Key Highlights
- Approximately 30 billion DOGE tokens consolidated at $0.081 price level, establishing robust on-chain foundation
- Futures Open Interest collapsed more than 40%, eliminating excessive speculative positions
- Funding rates reversed from negative territory to positive, indicating renewed optimistic outlook
- MoonPay collaboration with House of Doge enables DOGE transactions across 6,000+ retail locations
- Market analyst Ali Charts confirms whales purchased over 200 million DOGE tokens within seven days
Dogecoin has rebounded from its bottom near $0.081, with three distinct analytical frameworks — blockchain metrics, futures data, and chart patterns — converging toward the same conclusion. Though a definitive reversal hasn’t materialized yet, mounting evidence indicates the recent downtrend may be exhausting itself.

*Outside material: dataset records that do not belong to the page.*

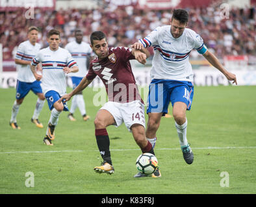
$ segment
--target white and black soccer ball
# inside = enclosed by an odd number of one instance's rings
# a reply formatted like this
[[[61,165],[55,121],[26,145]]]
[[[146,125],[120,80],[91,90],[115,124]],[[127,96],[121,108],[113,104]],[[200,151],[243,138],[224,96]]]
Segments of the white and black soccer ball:
[[[157,170],[158,161],[157,157],[151,153],[143,153],[136,160],[138,171],[145,175],[151,175]]]

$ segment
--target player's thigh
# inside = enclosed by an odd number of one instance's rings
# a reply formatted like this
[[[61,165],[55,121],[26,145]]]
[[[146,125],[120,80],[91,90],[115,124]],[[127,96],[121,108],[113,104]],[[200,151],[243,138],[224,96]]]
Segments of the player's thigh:
[[[147,113],[162,113],[162,115],[166,114],[170,94],[170,89],[166,81],[153,80],[149,85]]]
[[[105,128],[110,125],[113,125],[114,123],[114,116],[109,111],[106,109],[98,111],[94,120],[94,125],[96,129]]]
[[[138,124],[145,130],[144,105],[139,100],[120,104],[122,105],[121,114],[127,129],[131,132],[132,127]]]
[[[31,83],[26,83],[17,80],[16,85],[16,98],[17,100],[21,100],[27,96],[31,90]],[[21,101],[22,102],[22,101]]]
[[[71,80],[72,80],[73,89],[75,89],[77,87],[77,85],[79,85],[83,78],[75,77],[75,76],[71,76],[70,78]],[[79,91],[79,93],[77,93],[77,94],[83,94],[83,91]]]
[[[120,114],[119,104],[119,103],[113,102],[105,103],[104,105],[99,109],[94,124],[97,123],[99,124],[99,122],[103,119],[103,118],[101,118],[100,115],[103,112],[105,111],[106,114],[109,115],[107,115],[107,118],[104,118],[104,123],[107,123],[105,125],[106,126],[109,125],[114,125],[116,127],[120,126],[123,123],[123,118]],[[107,119],[107,120],[105,120],[105,119]]]
[[[158,127],[160,125],[160,122],[161,121],[161,118],[162,116],[162,113],[149,113],[148,120],[147,123],[147,129],[151,127]]]
[[[45,94],[45,98],[48,103],[49,109],[51,111],[53,108],[58,111],[68,111],[66,103],[58,103],[58,100],[60,98],[60,94],[55,91],[49,91]]]
[[[192,83],[191,82],[181,83],[173,89],[170,94],[170,101],[172,107],[173,107],[176,102],[183,102],[186,105],[186,110],[190,110],[193,100],[193,96],[194,86]],[[180,107],[184,108],[184,105],[183,107]],[[177,111],[179,110],[173,109],[173,112],[176,112]]]
[[[36,94],[39,98],[44,99],[44,96],[43,94],[43,91],[42,90],[42,87],[40,85],[41,82],[40,81],[34,81],[31,83],[31,91]],[[39,95],[38,95],[39,94]]]

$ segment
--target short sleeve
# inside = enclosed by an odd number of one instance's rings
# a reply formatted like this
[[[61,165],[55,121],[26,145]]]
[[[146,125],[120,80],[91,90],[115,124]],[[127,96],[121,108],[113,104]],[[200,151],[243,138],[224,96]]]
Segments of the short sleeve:
[[[194,49],[197,50],[199,54],[203,54],[207,50],[207,48],[203,43],[202,38],[201,38],[201,36],[198,34],[196,34],[194,39]]]
[[[93,80],[96,77],[97,74],[94,72],[93,69],[92,69],[92,64],[90,63],[90,67],[89,67],[89,71],[87,73],[87,74],[86,75],[86,77],[88,80]]]
[[[140,39],[138,42],[142,43],[145,48],[157,44],[157,34],[160,30],[160,27],[153,30],[144,38]]]
[[[68,52],[68,50],[67,50],[66,64],[67,64],[67,67],[70,67],[70,68],[71,68],[72,67],[74,67],[74,66],[78,66],[77,62],[72,58],[70,52]]]
[[[16,55],[15,56],[15,59],[23,60],[25,56],[25,47],[24,44],[19,44],[18,47]]]
[[[41,52],[41,50],[40,50],[39,52],[37,53],[36,56],[34,57],[34,58],[32,60],[31,65],[36,66],[40,61],[42,61],[42,60],[41,60],[41,52]]]

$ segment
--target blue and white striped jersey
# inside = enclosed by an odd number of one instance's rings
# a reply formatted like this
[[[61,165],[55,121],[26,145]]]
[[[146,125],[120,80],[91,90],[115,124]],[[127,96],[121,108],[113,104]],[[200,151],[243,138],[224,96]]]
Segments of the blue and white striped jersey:
[[[32,61],[32,59],[40,50],[41,45],[36,43],[35,45],[31,43],[29,40],[22,42],[19,44],[15,59]],[[31,72],[29,65],[16,65],[18,71],[17,79],[23,82],[32,83],[36,80]]]
[[[171,26],[159,27],[139,42],[144,47],[153,46],[155,55],[151,71],[151,79],[193,81],[193,72],[188,60],[190,51],[196,49],[204,54],[207,48],[203,39],[192,30],[185,28],[183,34],[174,38]]]
[[[60,96],[66,93],[66,75],[63,68],[77,66],[70,53],[61,47],[53,51],[48,47],[39,51],[31,64],[36,65],[40,62],[43,69],[41,80],[43,93],[45,94],[49,91],[55,91]]]
[[[87,61],[88,58],[94,54],[90,45],[82,41],[81,44],[75,41],[71,41],[65,47],[72,56],[72,58],[77,63],[79,71],[77,72],[70,72],[69,76],[83,78],[88,72]]]

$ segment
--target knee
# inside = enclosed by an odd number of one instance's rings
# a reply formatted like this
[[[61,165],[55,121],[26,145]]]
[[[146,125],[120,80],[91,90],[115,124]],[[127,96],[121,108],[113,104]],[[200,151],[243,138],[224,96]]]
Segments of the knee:
[[[104,122],[99,118],[96,118],[94,120],[94,126],[97,129],[104,129],[106,128],[106,125],[104,124]]]
[[[160,122],[155,119],[149,118],[147,122],[147,128],[149,130],[155,130],[159,127]]]
[[[42,100],[42,101],[44,101],[45,99],[45,97],[44,97],[44,94],[42,94],[42,93],[40,94],[38,94],[38,98],[40,100]]]
[[[16,103],[18,105],[21,104],[23,102],[23,98],[16,99]]]
[[[64,105],[62,104],[56,104],[54,107],[58,111],[62,111],[64,109]]]
[[[179,125],[182,125],[186,122],[186,114],[182,113],[176,113],[173,114],[174,120]]]

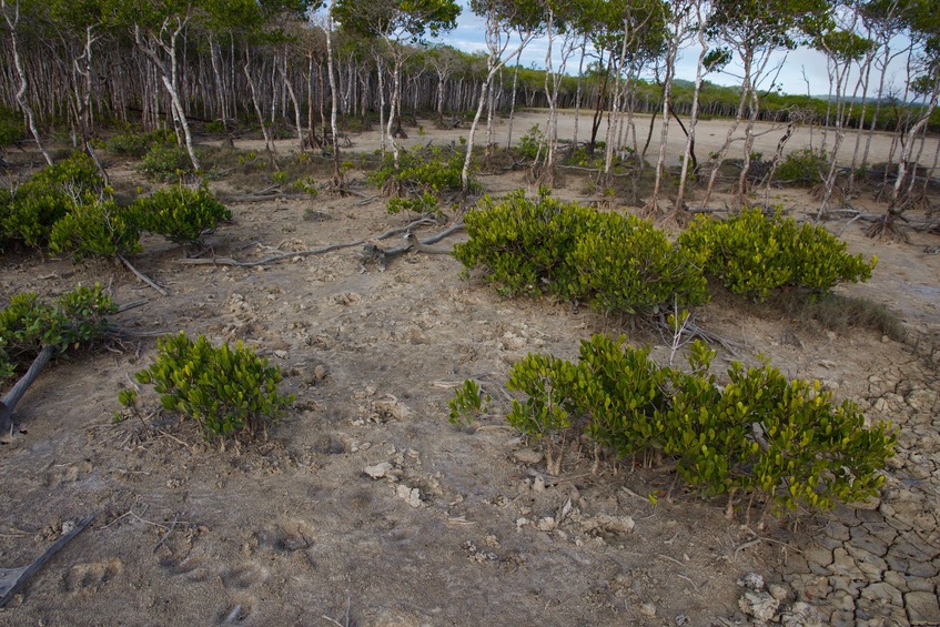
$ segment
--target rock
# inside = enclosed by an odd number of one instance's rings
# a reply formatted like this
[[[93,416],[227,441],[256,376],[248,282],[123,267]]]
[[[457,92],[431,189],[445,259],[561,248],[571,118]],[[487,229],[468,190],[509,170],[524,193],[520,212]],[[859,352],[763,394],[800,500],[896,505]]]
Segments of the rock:
[[[770,584],[767,587],[767,590],[770,593],[770,596],[784,603],[787,600],[787,597],[790,596],[790,590],[787,589],[787,586],[781,586],[780,584]]]
[[[392,464],[390,464],[388,462],[382,462],[381,464],[376,464],[374,466],[366,466],[365,468],[363,468],[363,472],[373,479],[381,479],[391,469]]]
[[[759,573],[748,573],[741,579],[738,579],[736,584],[750,590],[762,590],[764,577]]]
[[[395,486],[395,495],[398,498],[404,498],[412,507],[421,507],[421,491],[416,487],[398,484]]]
[[[538,528],[539,532],[550,532],[550,530],[554,530],[555,527],[557,527],[557,526],[558,526],[558,524],[555,522],[555,518],[553,518],[552,516],[546,516],[544,518],[539,518],[538,524],[536,525],[536,527]]]
[[[780,601],[771,597],[769,593],[748,590],[738,599],[738,607],[757,620],[774,620]]]
[[[611,516],[598,514],[582,520],[585,532],[603,530],[611,534],[628,534],[634,530],[634,519],[629,516]]]
[[[819,610],[805,601],[797,601],[780,616],[785,627],[822,627],[826,625]]]
[[[832,552],[828,548],[815,546],[803,553],[806,556],[806,560],[810,564],[818,564],[823,568],[832,564]]]
[[[528,466],[534,466],[542,462],[544,456],[538,451],[533,451],[532,448],[519,448],[518,451],[513,451],[513,459],[518,462],[519,464],[526,464]]]

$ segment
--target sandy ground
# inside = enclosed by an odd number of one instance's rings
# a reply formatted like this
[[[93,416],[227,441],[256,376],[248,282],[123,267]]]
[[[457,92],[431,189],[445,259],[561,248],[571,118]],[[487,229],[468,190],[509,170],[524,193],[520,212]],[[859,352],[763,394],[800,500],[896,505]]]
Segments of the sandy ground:
[[[408,142],[465,132],[427,127]],[[353,150],[375,141],[352,139]],[[496,194],[527,186],[522,173],[483,182]],[[583,194],[583,181],[567,183],[559,195]],[[220,193],[233,185],[213,183]],[[362,191],[231,203],[232,224],[209,243],[250,260],[407,223]],[[797,216],[815,210],[801,193],[775,200]],[[165,297],[103,262],[0,257],[4,303],[79,282],[108,285],[118,303],[146,301],[113,317],[123,341],[43,373],[18,408],[12,444],[0,447],[0,566],[28,564],[97,515],[0,610],[0,624],[718,626],[748,623],[741,607],[761,603],[787,625],[940,623],[940,257],[924,252],[938,242],[917,233],[910,244],[875,242],[861,229],[846,231],[850,249],[881,261],[872,281],[840,291],[897,311],[907,343],[797,326],[728,299],[699,314],[745,361],[764,353],[788,376],[823,380],[901,427],[880,499],[765,529],[695,494],[666,498],[673,477],[658,468],[592,474],[588,452],[572,448],[563,474],[545,475],[537,446],[502,417],[512,364],[532,351],[573,357],[580,338],[620,331],[665,361],[666,338],[568,304],[501,300],[462,280],[447,255],[400,257],[384,272],[363,263],[360,246],[263,269],[192,266],[179,263],[185,250],[149,239],[134,261]],[[180,330],[244,341],[281,366],[282,390],[297,401],[269,442],[223,452],[155,406],[146,425],[112,424],[118,392],[155,354],[153,337],[132,334]],[[718,366],[730,358],[721,352]],[[472,433],[446,418],[467,377],[495,398]],[[764,577],[762,586],[750,578],[759,589],[739,584],[749,573]]]
[[[562,141],[572,140],[575,136],[575,113],[573,111],[563,111],[558,115],[558,138]],[[646,142],[646,136],[649,132],[649,115],[638,115],[635,120],[635,133],[637,136],[637,144],[640,146]],[[518,140],[523,134],[527,133],[532,127],[535,124],[539,125],[539,129],[545,132],[548,121],[548,110],[523,110],[519,111],[514,121],[513,121],[513,131],[512,139],[513,145],[518,143]],[[587,117],[584,114],[578,115],[578,132],[577,138],[579,142],[584,142],[589,139],[590,133],[590,121],[592,121],[592,112],[587,112]],[[462,128],[453,129],[449,131],[439,131],[434,129],[434,122],[431,120],[418,120],[420,124],[424,128],[424,134],[418,132],[414,127],[406,127],[406,132],[408,133],[408,138],[404,140],[400,140],[400,144],[403,146],[412,146],[416,144],[427,143],[431,140],[434,140],[436,143],[447,143],[451,141],[457,141],[461,136],[467,136],[468,134],[468,123],[463,124]],[[476,138],[474,143],[485,145],[486,143],[486,119],[481,120],[481,125],[477,129]],[[661,117],[657,117],[653,127],[653,140],[650,141],[650,148],[647,152],[647,159],[650,161],[655,161],[658,154],[659,146],[659,138],[661,135],[663,129],[663,120]],[[689,120],[683,119],[683,123],[688,128]],[[698,155],[700,161],[706,161],[708,155],[712,152],[717,152],[720,150],[722,143],[728,136],[730,123],[728,120],[705,120],[700,121],[696,125],[696,154]],[[755,125],[755,144],[754,152],[761,153],[764,159],[770,159],[774,156],[774,153],[777,150],[777,144],[780,139],[784,136],[786,132],[786,124],[771,124],[767,122],[760,122]],[[600,129],[597,135],[597,139],[603,141],[607,133],[607,122],[606,118],[600,124]],[[505,145],[508,141],[509,135],[509,120],[507,118],[495,118],[494,119],[494,136],[495,141]],[[631,138],[633,135],[627,135]],[[377,148],[381,148],[381,136],[378,130],[374,130],[367,133],[360,133],[352,136],[354,142],[353,150],[363,150],[371,151]],[[867,143],[867,134],[862,134],[860,138],[855,131],[847,131],[842,142],[840,144],[839,150],[839,162],[841,164],[848,165],[851,163],[852,153],[856,149],[857,139],[860,142],[861,149],[859,154],[865,151],[865,146]],[[871,143],[869,144],[868,160],[870,163],[879,163],[888,160],[888,155],[891,150],[891,135],[888,133],[876,133]],[[832,142],[835,141],[835,134],[830,133],[827,140],[828,148],[831,148]],[[628,145],[631,144],[630,141],[627,142]],[[263,144],[261,144],[263,145]],[[290,142],[283,142],[283,144],[290,149]],[[799,150],[802,148],[816,148],[819,149],[823,145],[823,133],[817,127],[807,127],[807,125],[798,125],[794,129],[792,136],[785,144],[784,154]],[[678,164],[681,159],[681,155],[685,151],[686,146],[686,135],[683,133],[681,128],[676,123],[675,119],[669,122],[669,131],[668,131],[668,140],[666,142],[666,154],[667,162],[670,165]],[[738,129],[736,133],[732,135],[731,148],[728,152],[729,159],[741,159],[742,150],[744,150],[744,125]],[[931,136],[927,138],[923,142],[922,148],[921,144],[918,143],[914,148],[913,158],[921,165],[927,168],[932,166],[933,156],[937,152],[938,146],[938,138]],[[897,156],[896,156],[897,160]]]

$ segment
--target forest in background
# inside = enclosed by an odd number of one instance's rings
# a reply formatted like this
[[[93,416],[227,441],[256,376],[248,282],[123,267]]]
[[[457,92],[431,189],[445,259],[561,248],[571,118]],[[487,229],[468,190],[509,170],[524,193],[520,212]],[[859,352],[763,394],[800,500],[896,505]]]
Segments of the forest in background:
[[[670,194],[676,208],[693,173],[708,182],[707,202],[731,136],[741,132],[744,203],[758,161],[751,151],[758,121],[825,130],[822,211],[870,165],[876,131],[896,138],[885,168],[896,171],[890,211],[910,204],[919,188],[911,164],[926,166],[928,180],[936,171],[940,154],[922,154],[927,133],[940,125],[936,0],[473,0],[469,8],[484,23],[486,53],[428,43],[455,27],[462,8],[453,0],[0,0],[0,140],[30,138],[51,163],[47,138],[69,139],[94,156],[91,140],[101,133],[170,129],[199,171],[194,129],[229,138],[252,130],[269,150],[273,139],[286,136],[295,136],[301,151],[332,150],[338,175],[343,130],[377,122],[397,163],[394,139],[406,132],[403,121],[422,114],[468,128],[466,182],[477,127],[489,122],[488,145],[495,115],[512,120],[516,107],[538,107],[548,110],[535,155],[542,182],[554,184],[562,152],[557,111],[575,109],[580,128],[576,123],[570,143],[596,155],[608,181],[631,160],[638,170],[646,159],[656,162],[653,210],[669,175],[670,119],[688,138]],[[534,41],[547,44],[542,70],[517,62]],[[694,43],[701,51],[697,78],[679,81],[676,59]],[[828,99],[772,89],[775,75],[786,71],[772,54],[797,45],[826,57]],[[906,68],[902,84],[888,74],[898,60]],[[708,82],[720,69],[739,72],[740,84]],[[647,140],[641,151],[634,123],[640,113],[664,122],[651,149]],[[728,140],[707,155],[706,169],[694,152],[704,117],[729,119]],[[837,164],[849,129],[863,133],[853,140],[851,164]],[[639,135],[641,143],[645,132]],[[769,159],[771,173],[787,136]]]

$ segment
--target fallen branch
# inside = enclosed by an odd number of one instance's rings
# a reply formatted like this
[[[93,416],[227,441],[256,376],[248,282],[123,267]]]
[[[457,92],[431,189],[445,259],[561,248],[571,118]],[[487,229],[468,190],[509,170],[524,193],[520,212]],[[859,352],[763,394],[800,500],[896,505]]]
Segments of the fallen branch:
[[[71,532],[55,540],[55,544],[47,548],[46,552],[29,566],[24,566],[22,568],[0,568],[0,572],[2,572],[2,575],[0,575],[0,607],[7,605],[10,599],[13,598],[13,595],[19,593],[27,582],[29,582],[30,577],[32,577],[43,564],[49,562],[49,558],[55,555],[60,548],[69,544],[73,537],[84,530],[84,528],[94,520],[94,516],[95,514],[89,514],[82,518]]]
[[[32,361],[27,373],[13,385],[12,390],[0,401],[0,443],[9,444],[13,439],[13,409],[23,397],[30,385],[39,377],[42,370],[52,358],[54,346],[46,345]]]
[[[343,243],[343,244],[331,244],[331,245],[324,246],[322,249],[313,249],[313,250],[310,250],[310,251],[296,251],[296,252],[292,252],[292,253],[273,255],[273,256],[260,259],[260,260],[256,260],[256,261],[237,261],[237,260],[229,259],[229,257],[214,257],[214,259],[181,259],[181,260],[176,260],[176,263],[182,263],[182,264],[185,264],[185,265],[233,265],[233,266],[236,266],[236,267],[255,267],[255,266],[259,266],[259,265],[269,265],[269,264],[272,264],[272,263],[277,263],[279,261],[284,261],[286,259],[313,256],[313,255],[320,255],[320,254],[329,253],[329,252],[332,252],[332,251],[338,251],[341,249],[350,249],[350,247],[353,247],[353,246],[361,246],[363,244],[366,244],[370,241],[387,240],[392,235],[397,235],[400,233],[406,233],[406,232],[408,232],[412,229],[415,229],[417,226],[422,226],[424,224],[433,224],[433,223],[434,223],[433,220],[429,220],[427,218],[422,218],[420,220],[415,220],[414,222],[412,222],[407,226],[398,226],[396,229],[390,229],[390,230],[385,231],[384,233],[382,233],[381,235],[377,235],[375,237],[371,237],[370,240],[358,240],[357,242],[348,242],[348,243]]]
[[[161,286],[160,286],[160,285],[158,285],[156,283],[154,283],[153,281],[151,281],[151,280],[150,280],[150,277],[148,277],[144,273],[142,273],[142,272],[141,272],[141,271],[139,271],[137,267],[134,267],[133,265],[131,265],[131,262],[129,262],[129,261],[124,257],[124,255],[118,255],[118,259],[119,259],[119,260],[121,260],[121,263],[123,263],[125,266],[128,266],[128,270],[130,270],[131,272],[133,272],[133,273],[134,273],[134,276],[137,276],[138,279],[140,279],[141,281],[143,281],[144,283],[146,283],[148,285],[150,285],[151,287],[153,287],[153,289],[154,289],[154,290],[156,290],[158,292],[160,292],[160,294],[161,294],[161,295],[163,295],[163,296],[168,296],[168,295],[169,295],[169,292],[166,292],[166,290],[164,290],[163,287],[161,287]]]

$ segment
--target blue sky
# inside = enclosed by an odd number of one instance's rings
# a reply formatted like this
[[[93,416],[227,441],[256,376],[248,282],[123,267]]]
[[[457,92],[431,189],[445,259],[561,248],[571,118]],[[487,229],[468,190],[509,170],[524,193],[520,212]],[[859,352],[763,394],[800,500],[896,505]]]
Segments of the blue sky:
[[[462,4],[464,6],[464,11],[458,19],[457,28],[445,37],[439,38],[439,41],[467,52],[485,52],[483,20],[473,14],[465,2],[462,2]],[[546,38],[530,42],[522,54],[523,65],[530,67],[534,64],[536,68],[543,68],[545,65],[545,52],[547,48],[548,42]],[[681,58],[676,64],[677,78],[695,80],[698,53],[698,47],[689,47],[683,50]],[[570,74],[577,73],[577,55],[573,57],[568,63],[567,72]],[[776,67],[779,63],[782,63],[782,69],[778,74],[777,82],[784,92],[805,94],[807,92],[807,83],[803,79],[803,72],[806,73],[806,79],[809,80],[809,89],[812,94],[826,94],[829,91],[826,57],[819,52],[807,48],[800,48],[788,53],[780,52],[771,60],[771,67]],[[735,85],[740,83],[736,74],[735,67],[731,64],[726,72],[708,74],[706,80],[717,84]],[[769,80],[760,87],[761,89],[768,89]]]

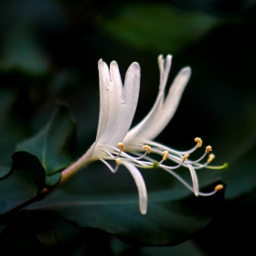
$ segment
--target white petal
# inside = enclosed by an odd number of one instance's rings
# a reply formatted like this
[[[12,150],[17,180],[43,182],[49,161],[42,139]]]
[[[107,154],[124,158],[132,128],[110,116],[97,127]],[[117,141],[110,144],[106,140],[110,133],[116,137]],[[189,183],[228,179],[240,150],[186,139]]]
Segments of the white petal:
[[[146,214],[147,210],[147,192],[144,180],[139,170],[133,165],[123,162],[123,165],[130,171],[133,176],[139,192],[139,205],[141,214]]]
[[[136,110],[140,89],[140,66],[129,67],[123,88],[118,65],[99,61],[100,117],[96,144],[116,146],[127,133]]]
[[[145,118],[129,131],[124,138],[124,144],[129,145],[129,143],[133,140],[134,137],[146,140],[154,139],[163,131],[174,116],[182,93],[189,80],[191,70],[190,68],[185,68],[178,73],[169,90],[165,102],[163,103],[166,77],[170,69],[170,61],[171,58],[168,59],[166,63],[167,67],[165,68],[165,72],[161,75],[163,83],[159,87],[156,101]],[[162,68],[160,68],[160,70]]]
[[[196,173],[195,169],[193,168],[193,166],[191,165],[187,165],[187,167],[188,167],[188,169],[190,171],[190,174],[191,174],[194,194],[195,194],[196,197],[198,197],[199,185],[198,185],[198,179],[197,179],[197,173]]]

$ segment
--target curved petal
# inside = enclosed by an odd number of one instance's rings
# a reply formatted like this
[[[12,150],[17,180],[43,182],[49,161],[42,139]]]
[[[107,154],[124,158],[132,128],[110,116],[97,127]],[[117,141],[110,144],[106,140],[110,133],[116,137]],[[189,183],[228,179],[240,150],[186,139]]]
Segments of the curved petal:
[[[140,89],[140,66],[129,67],[123,88],[115,61],[110,66],[99,61],[100,117],[96,144],[116,145],[127,133],[136,110]]]
[[[174,116],[177,105],[180,101],[182,93],[189,80],[191,69],[184,68],[176,77],[166,99],[164,101],[165,88],[170,69],[171,57],[167,56],[165,69],[163,68],[163,59],[158,59],[160,68],[160,87],[156,101],[145,118],[135,127],[129,131],[125,136],[123,143],[128,144],[135,137],[152,140],[156,137],[162,130],[166,126]]]
[[[197,173],[196,173],[195,169],[193,168],[193,166],[191,165],[187,165],[187,167],[188,167],[188,169],[190,171],[190,174],[191,174],[194,194],[195,194],[196,197],[198,197],[199,185],[198,185],[198,179],[197,179]]]
[[[139,192],[139,206],[141,214],[146,214],[147,210],[147,192],[142,174],[133,165],[123,162],[122,163],[133,176]]]

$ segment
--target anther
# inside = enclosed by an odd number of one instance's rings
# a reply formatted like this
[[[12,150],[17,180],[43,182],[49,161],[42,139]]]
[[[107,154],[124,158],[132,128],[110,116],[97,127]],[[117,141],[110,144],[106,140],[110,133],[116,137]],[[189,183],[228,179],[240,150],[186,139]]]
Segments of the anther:
[[[223,185],[219,184],[219,185],[217,185],[217,186],[215,187],[214,190],[215,190],[215,191],[219,191],[219,190],[221,190],[221,189],[223,189],[223,188],[224,188]]]
[[[145,145],[143,146],[143,150],[144,150],[144,150],[147,150],[147,154],[150,154],[150,153],[151,153],[151,146],[145,144]]]
[[[182,162],[185,162],[188,158],[188,156],[189,156],[189,154],[184,155],[182,157]]]
[[[215,158],[214,154],[210,154],[210,155],[208,155],[208,163],[209,164],[214,158]]]
[[[212,151],[212,148],[211,148],[210,145],[208,145],[208,146],[206,147],[206,153],[209,153],[210,151]]]
[[[197,143],[197,147],[200,147],[200,146],[202,146],[202,144],[203,144],[203,141],[202,141],[201,138],[197,137],[197,138],[195,139],[195,142]]]
[[[155,161],[153,164],[152,164],[152,165],[151,165],[154,169],[157,169],[158,167],[159,167],[159,164],[156,162],[156,161]]]
[[[115,164],[118,165],[122,165],[121,159],[119,157],[115,159]]]
[[[168,158],[169,152],[168,151],[164,151],[163,155],[164,155],[163,161],[165,161]]]
[[[120,148],[122,151],[124,151],[124,144],[123,143],[118,143],[117,147]]]

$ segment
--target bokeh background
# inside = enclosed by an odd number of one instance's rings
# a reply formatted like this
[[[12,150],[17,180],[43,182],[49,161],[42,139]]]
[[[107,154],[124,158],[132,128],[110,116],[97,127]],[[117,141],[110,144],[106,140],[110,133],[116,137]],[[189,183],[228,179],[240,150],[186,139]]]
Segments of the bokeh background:
[[[192,240],[142,249],[108,238],[108,253],[197,256],[250,251],[254,238],[249,230],[256,226],[255,25],[253,0],[1,0],[0,163],[11,165],[16,144],[45,125],[56,101],[67,102],[77,120],[75,155],[89,148],[97,132],[100,59],[116,60],[123,78],[133,61],[139,62],[137,123],[156,97],[157,57],[172,54],[168,83],[185,66],[192,68],[192,77],[175,117],[156,140],[181,150],[192,147],[197,136],[211,144],[215,164],[229,164],[222,176],[228,183],[226,201],[213,224]],[[201,154],[196,153],[195,158]],[[96,166],[89,172],[103,170],[95,186],[101,193],[114,193],[104,180],[110,178],[112,184],[117,178],[110,177],[104,166]],[[165,178],[162,176],[160,181]],[[162,186],[150,177],[147,185],[149,189]],[[83,239],[89,240],[85,235]]]

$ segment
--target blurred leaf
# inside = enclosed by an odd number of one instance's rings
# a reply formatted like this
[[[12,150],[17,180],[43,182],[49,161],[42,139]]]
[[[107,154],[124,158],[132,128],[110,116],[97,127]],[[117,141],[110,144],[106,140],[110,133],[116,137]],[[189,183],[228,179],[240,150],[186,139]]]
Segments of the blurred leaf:
[[[99,21],[100,28],[136,48],[176,53],[200,40],[219,23],[217,17],[170,5],[128,4]]]
[[[11,168],[7,166],[0,166],[0,180],[5,178],[11,174]]]
[[[64,218],[80,228],[97,228],[134,245],[180,243],[211,220],[223,193],[206,197],[173,197],[174,191],[149,193],[148,212],[139,212],[136,195],[74,195],[58,190],[28,207]]]
[[[47,71],[46,54],[37,38],[36,29],[28,23],[16,24],[4,38],[4,56],[0,59],[0,69],[20,69],[33,75]]]
[[[55,187],[61,179],[61,173],[57,173],[53,176],[49,176],[46,177],[46,187]]]
[[[26,172],[14,171],[0,181],[1,224],[5,224],[6,214],[33,200],[37,195],[37,187]],[[4,221],[4,222],[3,222]]]
[[[16,152],[12,157],[12,169],[27,174],[40,192],[45,187],[46,171],[37,157],[27,152]]]
[[[52,223],[39,223],[35,227],[37,240],[46,246],[58,243],[56,228]]]
[[[58,104],[49,122],[37,134],[17,144],[16,151],[36,155],[52,176],[72,162],[76,139],[76,122],[64,104]]]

Blockchain analytics from Glassnode reveal that approximately 30 billion DOGE tokens last changed hands near the $0.081 mark. This represents one of the most significant concentration zones in DOGE’s trading history. Investors who purchased at this threshold typically demonstrate reluctance to realize losses, effectively establishing support.
Cryptocurrency market observer Ali Charts highlighted through social channels that large-scale investors have acquired upwards of 200 million Dogecoin tokens over the preceding seven-day period — activity that aligns with blockchain support metrics and demonstrates major participants are strategically purchasing during weakness.
Within futures markets, Dogecoin’s aggregate Open Interest has contracted from approximately $1.75 billion during early May to roughly $1.0 billion currently — representing a 40 to 45% decline. Such significant deleveraging typically eliminates overextended speculative positions that fuel violent liquidation cascades.
Concurrently, the funding rate has transitioned from nearly -0.01% upward to approximately +0.008%. This reversal indicates traders are now compensating counterparties to maintain bullish positions, signaling improved market sentiment.
Chart Analysis
Examining price action, the Relative Strength Index has climbed to roughly 41, distancing itself from oversold territory. The MACD histogram is simultaneously showing compression, which frequently precedes diminishing bearish pressure.
The initial resistance threshold for optimistic traders exists between $0.090 and $0.092. Successfully breaching this barrier would establish trajectory toward $0.096, followed by the $0.10 to $0.102 range. The $0.081 threshold remains critical support — any daily candle closure beneath it would compromise the current bullish thesis.
MoonPay Partnership Enhances Practical Application
Regarding real-world adoption, MoonPay has revealed a strategic alliance with House of Doge and Brag House Holdings to facilitate DOGE transactions throughout more than 6,000 commercial establishments. The implementation encompasses digital commerce, mobile applications, and physical checkout systems.
A novel solution named ÐOGE Pay is scheduled for third-quarter deployment. It features a 1% transaction fee and will provide merchants with instantaneous conversion to fiat currency or stablecoins. MoonPay President Keith A. Grossman indicated the arrangement equips Dogecoin’s retail ecosystem with enterprise-grade payment infrastructure.
MoonPay maintains a customer base exceeding 30 million users spanning 180 nations. The Q3 implementation timeline and merchant adoption metrics will serve as critical performance indicators.